Quando é comemorado o dia de Iemanjá? A data principal é 2 de fevereiro, especialmente na Bahia. No Rio de Janeiro, a maior celebração acontece na virada do ano, em 31 de dezembro. Umbandistas também celebram em 15 de agosto.
O que posso oferecer a Iemanjá? Flores brancas, perfumes, sabonetes, espelhos, pentes, bijuterias, velas brancas e azuis, arroz branco e milho. O mais importante é a intenção sincera.
Iemanjá pertence a qual religião? É um orixá do Candomblé e da Umbanda, mas devido ao sincretismo e à popularidade, é reverenciada por pessoas de diversas crenças no Brasil.
Qual a diferença entre Iemanjá e Olokun? Olokun é a divindade soberana dos oceanos, geralmente associada às profundezas abissais. Iemanjá é a Rainha do Mar, mais próxima da superfície e dos seres humanos, protegendo navegantes e pescadores.
Por que usam branco nas festas de Iemanjá? O branco representa pureza, paz e limpeza espiritual. Também evoca a imagem da espuma do mar.

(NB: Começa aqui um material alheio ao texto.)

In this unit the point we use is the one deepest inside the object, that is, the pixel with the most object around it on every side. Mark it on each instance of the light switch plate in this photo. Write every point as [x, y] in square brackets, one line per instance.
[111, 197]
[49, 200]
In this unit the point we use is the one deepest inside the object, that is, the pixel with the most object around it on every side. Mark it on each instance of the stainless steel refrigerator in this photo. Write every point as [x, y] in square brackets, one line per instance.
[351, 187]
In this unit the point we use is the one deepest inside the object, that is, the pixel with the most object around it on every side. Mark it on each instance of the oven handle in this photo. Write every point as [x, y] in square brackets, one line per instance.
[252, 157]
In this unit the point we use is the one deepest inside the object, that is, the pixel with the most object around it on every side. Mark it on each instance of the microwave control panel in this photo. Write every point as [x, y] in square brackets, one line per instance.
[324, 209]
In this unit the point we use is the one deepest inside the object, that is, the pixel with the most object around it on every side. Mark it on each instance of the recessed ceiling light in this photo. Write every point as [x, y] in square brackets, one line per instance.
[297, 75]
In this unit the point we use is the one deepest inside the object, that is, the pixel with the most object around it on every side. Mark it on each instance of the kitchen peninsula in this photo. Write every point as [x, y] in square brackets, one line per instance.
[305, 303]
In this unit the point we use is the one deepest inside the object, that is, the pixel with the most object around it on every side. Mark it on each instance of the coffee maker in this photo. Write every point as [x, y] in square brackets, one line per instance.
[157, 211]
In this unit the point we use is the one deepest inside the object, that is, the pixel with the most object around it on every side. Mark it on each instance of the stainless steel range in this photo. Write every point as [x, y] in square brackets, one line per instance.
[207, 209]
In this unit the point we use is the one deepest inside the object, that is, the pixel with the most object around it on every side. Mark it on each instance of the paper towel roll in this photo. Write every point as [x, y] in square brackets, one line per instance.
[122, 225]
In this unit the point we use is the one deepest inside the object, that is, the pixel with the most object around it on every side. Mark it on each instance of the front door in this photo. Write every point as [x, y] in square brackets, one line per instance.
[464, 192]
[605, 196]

Iemanjá é sincretizada com qual santo católico? Principalmente Nossa Senhora das Candeias (2 de fevereiro), Nossa Senhora dos Navegantes e Nossa Senhora da Conceição (8 de dezembro).
Conclusão
Iemanjá é muito mais do que uma divindade religiosa. Ela é um símbolo vivo da cultura brasileira, que carrega em si a história da diáspora africana, a resistência cultural dos escravizados, o sincretismo religioso e a força da maternidade universal.
De suas origens no rio Yemojá na Nigéria até as praias do Rio Vermelho em Salvador, a Rainha do Mar atravessou oceanos, séculos e fronteiras. Hoje, milhões de brasileiros se conectam com ela anualmente — seja na devoção sincera de um terreiro, na festa vibrante de uma praia, ou no simples gesto de pular uma onda à meia-noite de 31 de dezembro.
Entender Iemanjá é entender um pouco mais sobre quem somos como povo. Uma cultura construída sobre misturas, resistências, transformações e, acima de tudo, fé.